Nell Green Nylen, a senior research fellow at the University of California, Berkeley’s Wheeler Water Institute, told us that to meet the water targets, suppliers have a variety of options, including public education and outreach efforts, installing water meters, tracking down and repairing leaky pipes, instituting conservation pricing, and putting in place ordinances to prevent water waste.
“They can also do things like provide rebates for more water-efficient fixtures and appliances,” she said, and noted that California law allows suppliers to require the installation of “water-saving devices.” Since the goal is to reduce water use, many California residents may notice these changes and some might end up paying more for the water they use — but there isn’t a 50-55 gallon limit on their usage, as Trump claimed.
According to data from the California Water Boards, between 2015 and 2019 state residents annually used an average of 86 to 91 gallons of combined indoor and outdoor water per day. It’s not clear how much of that is indoor water, but Tia Lebherz, executive director of external affairs of the nonprofit California Water Efficiency Partnership, said a rough estimate is about 50%.
“We assume 55 gallons is an achievable goal,” said Lebherz in a phone interview of the indoor standard. “And if you have a house with high efficiency toilets and appliances, you’re likely already hitting that goal,” she said.
Some California cities, such as San Francisco and Santa Cruz, are already at or below 50 gallons per capita per day for indoor and outdoor water combined.
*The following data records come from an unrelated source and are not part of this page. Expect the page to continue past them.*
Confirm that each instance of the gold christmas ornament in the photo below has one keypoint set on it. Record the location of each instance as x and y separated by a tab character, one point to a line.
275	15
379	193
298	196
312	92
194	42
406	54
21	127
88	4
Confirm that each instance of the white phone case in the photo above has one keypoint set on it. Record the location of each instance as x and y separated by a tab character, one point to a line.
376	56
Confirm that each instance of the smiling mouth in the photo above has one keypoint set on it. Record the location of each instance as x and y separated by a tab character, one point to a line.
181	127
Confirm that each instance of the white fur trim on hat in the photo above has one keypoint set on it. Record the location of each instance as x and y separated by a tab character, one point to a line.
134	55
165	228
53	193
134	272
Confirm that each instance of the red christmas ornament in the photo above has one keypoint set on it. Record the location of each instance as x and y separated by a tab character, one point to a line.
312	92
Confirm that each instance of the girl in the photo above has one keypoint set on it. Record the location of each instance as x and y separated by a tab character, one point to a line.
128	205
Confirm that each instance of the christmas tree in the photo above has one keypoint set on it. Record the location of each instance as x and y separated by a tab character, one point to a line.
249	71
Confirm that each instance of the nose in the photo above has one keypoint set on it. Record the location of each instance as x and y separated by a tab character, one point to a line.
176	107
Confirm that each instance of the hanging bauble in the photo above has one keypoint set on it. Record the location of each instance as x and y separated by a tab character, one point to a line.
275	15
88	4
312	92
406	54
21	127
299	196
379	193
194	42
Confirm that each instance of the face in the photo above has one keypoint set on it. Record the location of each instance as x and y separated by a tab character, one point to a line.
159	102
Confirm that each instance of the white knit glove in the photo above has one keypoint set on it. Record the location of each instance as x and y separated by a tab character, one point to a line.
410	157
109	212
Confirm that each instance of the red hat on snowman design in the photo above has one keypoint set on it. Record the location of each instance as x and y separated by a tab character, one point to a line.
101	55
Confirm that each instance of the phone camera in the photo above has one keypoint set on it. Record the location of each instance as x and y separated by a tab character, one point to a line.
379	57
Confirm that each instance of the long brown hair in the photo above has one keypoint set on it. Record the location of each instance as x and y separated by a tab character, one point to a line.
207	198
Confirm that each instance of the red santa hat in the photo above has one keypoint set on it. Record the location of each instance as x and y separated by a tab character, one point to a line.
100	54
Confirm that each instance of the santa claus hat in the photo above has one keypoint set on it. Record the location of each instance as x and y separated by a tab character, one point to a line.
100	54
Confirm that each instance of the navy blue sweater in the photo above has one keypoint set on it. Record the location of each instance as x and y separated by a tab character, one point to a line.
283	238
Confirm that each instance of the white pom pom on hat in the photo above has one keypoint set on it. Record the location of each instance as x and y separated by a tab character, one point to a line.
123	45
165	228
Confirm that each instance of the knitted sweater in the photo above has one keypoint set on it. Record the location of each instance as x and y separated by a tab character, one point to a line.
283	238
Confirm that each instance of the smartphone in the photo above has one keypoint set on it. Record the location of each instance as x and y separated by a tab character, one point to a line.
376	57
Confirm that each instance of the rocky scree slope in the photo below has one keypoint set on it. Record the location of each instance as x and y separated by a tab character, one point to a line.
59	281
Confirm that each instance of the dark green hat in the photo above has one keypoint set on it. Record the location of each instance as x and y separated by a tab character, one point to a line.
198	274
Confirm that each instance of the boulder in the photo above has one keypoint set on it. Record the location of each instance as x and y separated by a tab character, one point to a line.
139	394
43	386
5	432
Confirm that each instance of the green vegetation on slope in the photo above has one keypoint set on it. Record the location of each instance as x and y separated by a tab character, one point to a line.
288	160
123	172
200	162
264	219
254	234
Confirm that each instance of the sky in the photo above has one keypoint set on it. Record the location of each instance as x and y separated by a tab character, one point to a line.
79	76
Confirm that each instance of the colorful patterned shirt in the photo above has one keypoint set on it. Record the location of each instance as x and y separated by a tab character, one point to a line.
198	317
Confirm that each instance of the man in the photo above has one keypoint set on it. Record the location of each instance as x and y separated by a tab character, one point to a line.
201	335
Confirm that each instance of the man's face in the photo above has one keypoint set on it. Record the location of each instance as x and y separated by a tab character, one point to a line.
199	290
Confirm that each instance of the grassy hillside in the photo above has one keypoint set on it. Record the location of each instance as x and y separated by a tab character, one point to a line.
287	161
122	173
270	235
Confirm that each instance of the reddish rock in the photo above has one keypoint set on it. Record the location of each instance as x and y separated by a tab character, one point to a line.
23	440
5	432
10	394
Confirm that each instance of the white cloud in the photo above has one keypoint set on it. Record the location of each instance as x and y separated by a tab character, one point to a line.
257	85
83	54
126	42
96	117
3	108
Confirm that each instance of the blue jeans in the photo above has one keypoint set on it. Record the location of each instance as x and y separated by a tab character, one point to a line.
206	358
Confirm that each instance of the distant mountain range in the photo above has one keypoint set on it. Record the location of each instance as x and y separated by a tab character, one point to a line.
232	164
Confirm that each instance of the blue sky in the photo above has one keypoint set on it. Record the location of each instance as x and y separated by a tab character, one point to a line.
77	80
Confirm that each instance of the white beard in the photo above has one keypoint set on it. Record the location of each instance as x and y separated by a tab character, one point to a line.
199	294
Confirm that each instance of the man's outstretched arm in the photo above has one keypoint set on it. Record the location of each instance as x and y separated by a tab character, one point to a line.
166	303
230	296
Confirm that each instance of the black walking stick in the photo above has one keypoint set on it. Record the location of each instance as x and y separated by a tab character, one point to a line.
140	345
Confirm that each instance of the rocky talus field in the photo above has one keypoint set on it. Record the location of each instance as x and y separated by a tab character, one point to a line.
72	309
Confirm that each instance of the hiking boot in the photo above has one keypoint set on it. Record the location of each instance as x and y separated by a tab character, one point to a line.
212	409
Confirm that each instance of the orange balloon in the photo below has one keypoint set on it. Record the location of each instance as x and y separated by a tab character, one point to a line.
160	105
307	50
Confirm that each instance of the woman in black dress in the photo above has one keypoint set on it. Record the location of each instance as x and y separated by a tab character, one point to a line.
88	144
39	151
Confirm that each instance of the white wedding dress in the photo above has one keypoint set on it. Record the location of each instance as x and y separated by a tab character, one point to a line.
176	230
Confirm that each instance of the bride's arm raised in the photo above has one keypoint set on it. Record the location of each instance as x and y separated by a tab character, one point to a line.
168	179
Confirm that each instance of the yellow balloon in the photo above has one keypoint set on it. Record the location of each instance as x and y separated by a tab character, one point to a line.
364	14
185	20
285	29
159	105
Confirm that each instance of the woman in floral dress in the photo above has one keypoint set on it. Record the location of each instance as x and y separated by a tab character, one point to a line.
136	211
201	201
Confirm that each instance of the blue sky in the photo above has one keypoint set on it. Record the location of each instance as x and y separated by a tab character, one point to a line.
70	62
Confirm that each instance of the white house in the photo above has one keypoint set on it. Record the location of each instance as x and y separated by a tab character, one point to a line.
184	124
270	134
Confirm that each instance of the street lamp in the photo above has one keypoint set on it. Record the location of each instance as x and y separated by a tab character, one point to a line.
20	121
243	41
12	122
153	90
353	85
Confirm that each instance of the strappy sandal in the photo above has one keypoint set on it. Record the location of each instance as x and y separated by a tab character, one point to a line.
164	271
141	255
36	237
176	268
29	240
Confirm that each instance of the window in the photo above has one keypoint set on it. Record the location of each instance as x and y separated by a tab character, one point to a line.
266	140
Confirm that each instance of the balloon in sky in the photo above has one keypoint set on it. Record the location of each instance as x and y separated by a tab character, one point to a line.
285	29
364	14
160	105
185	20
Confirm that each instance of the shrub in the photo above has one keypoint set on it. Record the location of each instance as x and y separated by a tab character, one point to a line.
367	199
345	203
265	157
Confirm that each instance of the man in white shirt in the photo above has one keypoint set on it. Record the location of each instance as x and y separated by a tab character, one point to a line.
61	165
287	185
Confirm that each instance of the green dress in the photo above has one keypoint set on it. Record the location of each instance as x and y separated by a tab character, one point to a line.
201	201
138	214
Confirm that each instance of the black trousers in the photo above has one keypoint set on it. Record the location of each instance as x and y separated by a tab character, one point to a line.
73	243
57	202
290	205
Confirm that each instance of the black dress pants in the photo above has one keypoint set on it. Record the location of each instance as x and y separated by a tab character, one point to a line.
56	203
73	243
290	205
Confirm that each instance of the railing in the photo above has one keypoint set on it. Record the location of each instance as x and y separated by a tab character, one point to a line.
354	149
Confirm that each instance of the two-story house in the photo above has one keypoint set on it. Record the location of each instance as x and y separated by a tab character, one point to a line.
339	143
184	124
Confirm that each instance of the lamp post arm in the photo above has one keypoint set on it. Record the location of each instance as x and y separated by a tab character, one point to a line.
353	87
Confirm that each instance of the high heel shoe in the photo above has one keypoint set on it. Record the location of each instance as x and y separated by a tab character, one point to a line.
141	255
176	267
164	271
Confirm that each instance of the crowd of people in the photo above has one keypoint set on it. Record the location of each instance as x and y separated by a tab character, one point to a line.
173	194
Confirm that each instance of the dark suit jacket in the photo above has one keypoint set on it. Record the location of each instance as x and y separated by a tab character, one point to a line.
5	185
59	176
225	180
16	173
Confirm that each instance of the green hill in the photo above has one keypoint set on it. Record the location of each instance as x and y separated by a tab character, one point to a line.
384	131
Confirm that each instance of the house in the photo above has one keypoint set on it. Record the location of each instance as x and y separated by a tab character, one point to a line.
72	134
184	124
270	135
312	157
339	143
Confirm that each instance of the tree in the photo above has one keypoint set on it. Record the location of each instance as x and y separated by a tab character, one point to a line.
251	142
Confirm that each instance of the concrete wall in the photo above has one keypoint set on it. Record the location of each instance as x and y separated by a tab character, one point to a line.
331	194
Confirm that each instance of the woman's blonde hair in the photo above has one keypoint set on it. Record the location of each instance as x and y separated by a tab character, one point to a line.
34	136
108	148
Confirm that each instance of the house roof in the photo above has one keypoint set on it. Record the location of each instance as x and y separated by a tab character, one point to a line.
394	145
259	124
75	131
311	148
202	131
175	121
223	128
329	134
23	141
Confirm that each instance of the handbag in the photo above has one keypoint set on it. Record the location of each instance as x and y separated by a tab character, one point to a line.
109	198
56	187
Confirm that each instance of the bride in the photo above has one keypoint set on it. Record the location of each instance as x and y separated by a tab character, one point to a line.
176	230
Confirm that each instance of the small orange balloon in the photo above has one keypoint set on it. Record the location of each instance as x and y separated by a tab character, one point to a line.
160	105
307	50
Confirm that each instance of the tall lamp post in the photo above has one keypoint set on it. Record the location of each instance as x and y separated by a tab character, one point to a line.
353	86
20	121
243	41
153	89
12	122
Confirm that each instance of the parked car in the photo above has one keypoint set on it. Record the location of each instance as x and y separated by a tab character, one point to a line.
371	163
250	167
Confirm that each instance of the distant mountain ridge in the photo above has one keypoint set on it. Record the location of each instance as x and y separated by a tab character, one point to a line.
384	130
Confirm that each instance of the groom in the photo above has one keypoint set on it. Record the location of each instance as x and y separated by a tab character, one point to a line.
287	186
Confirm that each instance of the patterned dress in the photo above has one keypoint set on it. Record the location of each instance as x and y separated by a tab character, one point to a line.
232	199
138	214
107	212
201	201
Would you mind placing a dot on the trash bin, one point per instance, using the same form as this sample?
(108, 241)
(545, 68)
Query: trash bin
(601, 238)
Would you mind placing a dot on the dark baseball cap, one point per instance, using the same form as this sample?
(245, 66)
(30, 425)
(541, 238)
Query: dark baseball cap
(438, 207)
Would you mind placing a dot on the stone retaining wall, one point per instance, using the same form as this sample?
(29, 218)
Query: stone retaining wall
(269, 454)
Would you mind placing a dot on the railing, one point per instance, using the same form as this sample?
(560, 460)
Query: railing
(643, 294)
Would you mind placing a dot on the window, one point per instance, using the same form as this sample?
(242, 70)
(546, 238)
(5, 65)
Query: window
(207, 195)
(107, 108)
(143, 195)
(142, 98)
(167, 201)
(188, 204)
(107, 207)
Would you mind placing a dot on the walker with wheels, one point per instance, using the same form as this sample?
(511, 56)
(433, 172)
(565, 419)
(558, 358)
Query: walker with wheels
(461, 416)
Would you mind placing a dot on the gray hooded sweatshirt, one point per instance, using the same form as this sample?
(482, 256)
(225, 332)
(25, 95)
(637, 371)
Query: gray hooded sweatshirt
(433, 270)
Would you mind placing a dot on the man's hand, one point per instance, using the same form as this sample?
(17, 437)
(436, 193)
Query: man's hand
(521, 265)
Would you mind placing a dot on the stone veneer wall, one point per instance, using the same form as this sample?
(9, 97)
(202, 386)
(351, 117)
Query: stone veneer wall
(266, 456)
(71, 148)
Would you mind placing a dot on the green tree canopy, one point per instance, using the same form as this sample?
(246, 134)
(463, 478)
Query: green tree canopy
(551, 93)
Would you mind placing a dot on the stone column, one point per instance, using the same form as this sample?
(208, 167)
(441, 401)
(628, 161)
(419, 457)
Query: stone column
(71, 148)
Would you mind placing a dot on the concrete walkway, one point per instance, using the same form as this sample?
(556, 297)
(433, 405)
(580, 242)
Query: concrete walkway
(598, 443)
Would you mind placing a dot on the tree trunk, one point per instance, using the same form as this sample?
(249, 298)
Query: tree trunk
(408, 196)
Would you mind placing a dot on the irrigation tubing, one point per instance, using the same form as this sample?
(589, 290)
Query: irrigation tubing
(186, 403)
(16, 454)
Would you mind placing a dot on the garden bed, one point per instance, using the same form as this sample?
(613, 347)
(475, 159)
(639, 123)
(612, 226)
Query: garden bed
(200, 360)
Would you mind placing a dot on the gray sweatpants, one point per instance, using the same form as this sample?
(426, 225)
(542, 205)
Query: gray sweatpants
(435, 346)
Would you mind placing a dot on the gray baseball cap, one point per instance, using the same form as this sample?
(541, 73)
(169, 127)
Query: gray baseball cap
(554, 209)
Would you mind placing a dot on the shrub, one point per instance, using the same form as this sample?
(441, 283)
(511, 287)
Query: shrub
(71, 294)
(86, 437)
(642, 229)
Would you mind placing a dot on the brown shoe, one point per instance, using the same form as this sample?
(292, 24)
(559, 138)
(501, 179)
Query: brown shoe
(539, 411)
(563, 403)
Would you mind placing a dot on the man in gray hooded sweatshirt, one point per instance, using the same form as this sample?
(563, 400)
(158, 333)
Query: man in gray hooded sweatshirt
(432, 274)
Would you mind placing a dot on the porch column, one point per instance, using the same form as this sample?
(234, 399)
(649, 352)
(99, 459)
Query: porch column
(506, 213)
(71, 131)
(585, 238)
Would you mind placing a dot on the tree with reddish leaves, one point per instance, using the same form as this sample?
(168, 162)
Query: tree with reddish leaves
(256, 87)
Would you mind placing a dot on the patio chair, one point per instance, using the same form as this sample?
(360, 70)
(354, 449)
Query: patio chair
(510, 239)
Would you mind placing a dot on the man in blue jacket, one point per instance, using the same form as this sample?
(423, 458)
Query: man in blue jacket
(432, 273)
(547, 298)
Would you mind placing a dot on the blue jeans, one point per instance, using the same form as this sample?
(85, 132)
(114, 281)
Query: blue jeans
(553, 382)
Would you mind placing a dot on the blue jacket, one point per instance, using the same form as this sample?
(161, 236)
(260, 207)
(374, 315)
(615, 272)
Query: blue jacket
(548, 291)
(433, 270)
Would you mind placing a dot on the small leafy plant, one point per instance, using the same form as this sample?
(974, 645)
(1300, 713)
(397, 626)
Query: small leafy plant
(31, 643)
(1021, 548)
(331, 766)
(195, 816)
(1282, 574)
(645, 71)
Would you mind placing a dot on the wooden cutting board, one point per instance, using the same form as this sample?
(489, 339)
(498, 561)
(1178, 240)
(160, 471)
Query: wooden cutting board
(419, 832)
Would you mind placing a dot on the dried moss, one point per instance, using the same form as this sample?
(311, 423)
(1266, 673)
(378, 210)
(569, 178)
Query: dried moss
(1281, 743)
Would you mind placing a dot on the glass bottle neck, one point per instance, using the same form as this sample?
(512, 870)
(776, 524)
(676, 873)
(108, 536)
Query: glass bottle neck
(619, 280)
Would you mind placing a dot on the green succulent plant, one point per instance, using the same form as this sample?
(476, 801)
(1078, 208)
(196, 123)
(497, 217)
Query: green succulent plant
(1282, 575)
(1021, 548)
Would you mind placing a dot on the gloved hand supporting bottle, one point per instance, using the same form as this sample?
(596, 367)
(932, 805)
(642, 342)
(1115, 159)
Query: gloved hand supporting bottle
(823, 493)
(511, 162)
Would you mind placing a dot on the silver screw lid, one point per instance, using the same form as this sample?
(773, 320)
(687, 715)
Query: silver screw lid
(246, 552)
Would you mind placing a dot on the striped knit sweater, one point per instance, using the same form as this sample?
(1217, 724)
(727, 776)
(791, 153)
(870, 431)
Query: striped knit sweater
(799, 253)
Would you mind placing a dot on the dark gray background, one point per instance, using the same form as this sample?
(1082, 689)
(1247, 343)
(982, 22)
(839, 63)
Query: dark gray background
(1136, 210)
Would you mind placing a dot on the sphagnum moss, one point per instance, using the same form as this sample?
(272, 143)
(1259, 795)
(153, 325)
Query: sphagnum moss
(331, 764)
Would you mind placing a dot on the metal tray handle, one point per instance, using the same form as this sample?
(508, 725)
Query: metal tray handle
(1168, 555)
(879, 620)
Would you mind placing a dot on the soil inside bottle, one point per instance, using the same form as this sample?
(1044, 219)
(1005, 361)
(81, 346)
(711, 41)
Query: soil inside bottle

Total water use, however, varies dramatically across the state, and is typically higher in more rural or arid places. Drier and hotter parts of the state use as much as 80% of residential water outside.
Max Gomberg, a climate and conservation manager with the California Water Boards, told the Sacramento Bee that preliminary analyses show that the starting 55 gallon indoor per capita standard is “way too high,” and suggested the target could be set as low as 40 to 45 gallons. Other groups have expressed concern that the tougher 50 gallon target may be difficult for places with older housing stock.
Trump is only the latest and highest-profile person to repeat a twisted version of California’s water conservation rules. Misinformation about the water bills has been a persistent problem since their passage. In June 2018, the Sacramento Bee, Snopes and PolitiFact all wrote pieces debunking the false notion that Californians would not be able to bathe and do laundry on the same day without incurring a $1,000 fine.
Those concerns resurfaced early this year, when a local television station in Los Angeles repeated the claim on a morning news show. The segment has since been corrected and removed.
According to the Sacramento Bee, that false news report led the state’s Department of Water Resources to create a fact sheet to correct the misinformation. The Association of California Water Agencies’ director of communications, Heather Engel, told us the TV segment was also the impetus for her organization to issue its own statement explaining the facts.